Samaras told the German daily Bild Wednesday that Greece needed "a little breathing space" to make spending cuts and reforms that are a condition for the next tranche of a 130-billion-euro ($161-billion) bailout.

In return for the 31.5 billion-euro installment, Athens has committed to 11.5 billion euros of spending cuts for 2013 and 2014, a period that Samaras wants to extend by two years.

"As regards the lengthening of the adjustment period, it will depend on the findings of the troika mission," Juncker said referring to auditors from the European Commission, European Central Bank and International Monetary Fund.

In another German newspaper Thursday, the Greek leader pledged his country would repay the aid it has received to keep it afloat and fulfil its commitments.

And in French daily Le Monde, he also warned Greece's exit from the euro would start a devastating domino effect that would hit other members of the common currency.

Europe is experiencing one of its worst crises, Merkel said in a video message Thursday.

"This crisis has built up over many years and will therefore take a long time to overcome. It will be difficult," she said.

"But I am deeply convinced that at the end of this path, we will have a sustainable and strengthened eurozone and European Union."

The foreign ministers of Germany and the three Baltic states have jointly warned the debt crisis risks splitting Europe between north and south in an echo of the Cold War division.

The chancellor, entering the countdown to elections by October 2013, faces resistance at home to granting Greece more aid after nearly three years of the eurozone lurching from one crisis to another.

But at the helm of Europe's effective paymaster, she has been under pressure to chart decisive action to shake off the debt crisis, inspire confidence in the markets and keep the bloc intact.

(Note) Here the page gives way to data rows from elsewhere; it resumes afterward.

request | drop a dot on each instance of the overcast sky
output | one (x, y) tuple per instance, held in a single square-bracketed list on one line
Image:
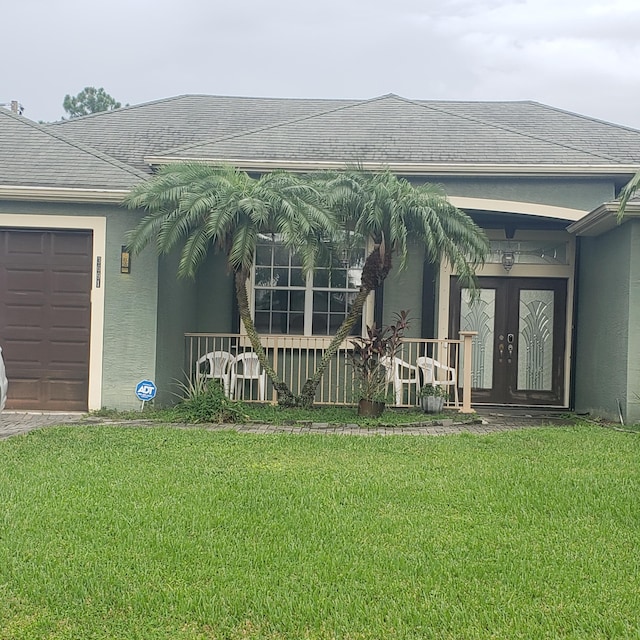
[(578, 55)]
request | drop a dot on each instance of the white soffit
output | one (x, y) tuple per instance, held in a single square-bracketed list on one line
[(523, 208)]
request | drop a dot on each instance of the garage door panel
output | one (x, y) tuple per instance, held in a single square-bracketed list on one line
[(45, 316), (68, 318), (23, 315), (22, 245), (23, 281)]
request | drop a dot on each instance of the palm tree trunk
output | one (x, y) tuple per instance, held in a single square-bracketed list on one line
[(309, 389), (285, 397), (374, 271)]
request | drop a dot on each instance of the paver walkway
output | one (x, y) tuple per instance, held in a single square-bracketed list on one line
[(487, 421)]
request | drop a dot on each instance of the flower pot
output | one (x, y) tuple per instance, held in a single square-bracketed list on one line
[(432, 404), (370, 408)]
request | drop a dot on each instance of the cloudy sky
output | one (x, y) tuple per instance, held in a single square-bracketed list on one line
[(578, 55)]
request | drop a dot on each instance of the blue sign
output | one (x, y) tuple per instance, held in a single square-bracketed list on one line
[(146, 390)]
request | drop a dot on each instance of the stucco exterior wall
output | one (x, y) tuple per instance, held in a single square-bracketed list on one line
[(603, 321), (585, 194), (128, 342), (177, 305), (403, 291), (216, 297)]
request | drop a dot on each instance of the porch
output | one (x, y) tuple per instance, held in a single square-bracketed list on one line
[(230, 359)]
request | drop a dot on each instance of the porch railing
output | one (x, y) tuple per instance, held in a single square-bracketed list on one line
[(295, 358)]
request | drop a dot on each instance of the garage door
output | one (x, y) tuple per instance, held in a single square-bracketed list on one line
[(45, 313)]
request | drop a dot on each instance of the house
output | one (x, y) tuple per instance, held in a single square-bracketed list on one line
[(559, 306)]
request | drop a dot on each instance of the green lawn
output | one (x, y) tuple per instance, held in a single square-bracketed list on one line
[(148, 533)]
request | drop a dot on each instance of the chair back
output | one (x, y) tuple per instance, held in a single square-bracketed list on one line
[(426, 365), (250, 364), (219, 362)]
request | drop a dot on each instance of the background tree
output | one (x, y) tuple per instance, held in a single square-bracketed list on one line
[(201, 208), (89, 100)]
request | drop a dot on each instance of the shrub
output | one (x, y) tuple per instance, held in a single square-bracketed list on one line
[(204, 400)]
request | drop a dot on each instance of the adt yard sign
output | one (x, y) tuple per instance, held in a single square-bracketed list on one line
[(146, 390)]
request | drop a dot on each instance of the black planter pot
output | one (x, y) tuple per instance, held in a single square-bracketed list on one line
[(432, 404), (370, 409)]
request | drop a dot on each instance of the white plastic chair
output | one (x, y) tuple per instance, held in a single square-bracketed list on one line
[(246, 366), (218, 365), (399, 373), (436, 373)]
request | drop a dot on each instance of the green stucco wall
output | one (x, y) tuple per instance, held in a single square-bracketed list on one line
[(129, 339), (216, 297), (403, 291), (607, 369), (585, 194), (177, 304)]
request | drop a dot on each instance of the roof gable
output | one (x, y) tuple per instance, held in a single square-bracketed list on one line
[(33, 156), (392, 130)]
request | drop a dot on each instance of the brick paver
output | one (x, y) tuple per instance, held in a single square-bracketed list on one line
[(17, 422)]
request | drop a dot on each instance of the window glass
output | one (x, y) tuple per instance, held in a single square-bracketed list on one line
[(283, 295)]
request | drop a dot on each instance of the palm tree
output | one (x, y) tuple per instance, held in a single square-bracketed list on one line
[(627, 193), (200, 207), (386, 211)]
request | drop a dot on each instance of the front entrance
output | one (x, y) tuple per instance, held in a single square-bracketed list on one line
[(519, 352)]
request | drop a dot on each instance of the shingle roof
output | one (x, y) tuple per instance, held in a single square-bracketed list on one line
[(391, 129), (386, 129), (34, 156), (132, 133)]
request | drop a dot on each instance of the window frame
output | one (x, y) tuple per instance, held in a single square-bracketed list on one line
[(309, 289)]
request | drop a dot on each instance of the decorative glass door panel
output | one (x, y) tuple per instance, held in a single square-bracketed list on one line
[(535, 340), (518, 354), (479, 315)]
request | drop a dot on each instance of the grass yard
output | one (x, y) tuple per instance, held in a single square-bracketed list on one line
[(158, 533)]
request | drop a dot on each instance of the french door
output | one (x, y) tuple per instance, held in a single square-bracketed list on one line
[(519, 353)]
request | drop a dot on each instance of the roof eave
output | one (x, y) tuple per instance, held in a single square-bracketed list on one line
[(62, 194), (408, 168), (603, 219)]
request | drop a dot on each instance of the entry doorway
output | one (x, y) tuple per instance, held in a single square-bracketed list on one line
[(519, 353)]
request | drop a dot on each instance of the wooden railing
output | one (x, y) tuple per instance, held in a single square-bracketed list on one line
[(295, 358)]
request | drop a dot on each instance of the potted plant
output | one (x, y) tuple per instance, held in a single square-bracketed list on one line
[(368, 358), (432, 397)]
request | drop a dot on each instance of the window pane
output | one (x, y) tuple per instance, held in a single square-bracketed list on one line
[(320, 324), (296, 323), (281, 255), (339, 278), (282, 294), (320, 301), (335, 320), (280, 300), (263, 254), (297, 279), (262, 321), (279, 322), (263, 276), (321, 278), (338, 303), (281, 277), (296, 301), (263, 300)]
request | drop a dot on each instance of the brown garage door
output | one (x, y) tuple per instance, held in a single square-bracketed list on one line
[(45, 313)]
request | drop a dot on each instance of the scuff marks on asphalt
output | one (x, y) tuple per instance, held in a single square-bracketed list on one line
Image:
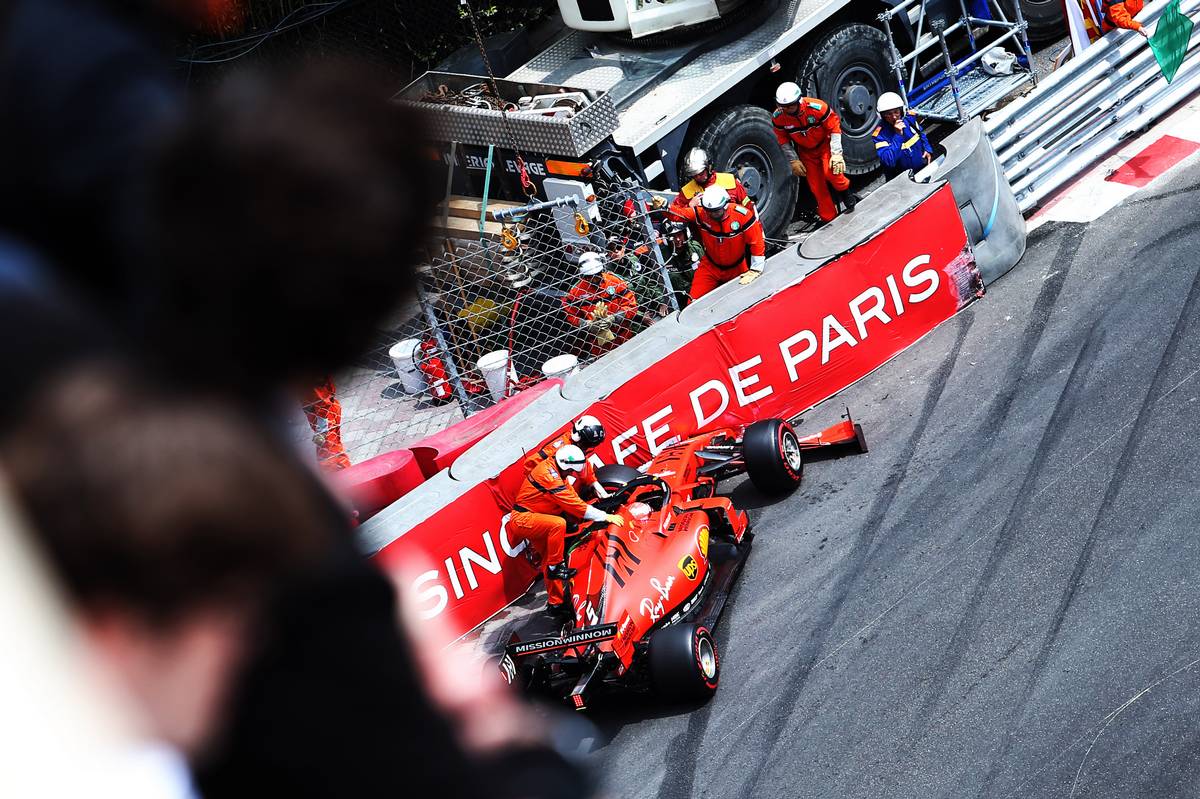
[(769, 719), (1158, 388), (995, 419)]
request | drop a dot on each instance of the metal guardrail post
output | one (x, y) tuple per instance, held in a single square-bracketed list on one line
[(1108, 54), (951, 72), (465, 402)]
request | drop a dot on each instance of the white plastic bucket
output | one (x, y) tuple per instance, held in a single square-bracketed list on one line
[(561, 366), (403, 355), (497, 372)]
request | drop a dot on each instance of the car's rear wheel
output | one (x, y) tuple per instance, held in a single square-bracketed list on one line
[(684, 662), (772, 454)]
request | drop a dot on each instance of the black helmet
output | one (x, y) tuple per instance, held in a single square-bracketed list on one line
[(587, 432), (673, 227)]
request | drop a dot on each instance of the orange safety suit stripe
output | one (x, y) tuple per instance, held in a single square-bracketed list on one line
[(545, 491), (324, 415), (809, 131), (681, 206), (729, 242), (809, 127), (547, 450), (581, 300), (1121, 14), (538, 516)]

"It is about Europe as a whole this week, this is the spirit that guides me in my talks with the French president," Merkel said Wednesday.

Her relations with the new French president got off to a strained start as Merkel's insistence on austerity to fight the crisis was at odds with Hollande's emphasis on favouring growth measures.

They are due to give statements without taking questions at around 1700 GMT before a working dinner, where they were also expected to discuss the crisis in Syria.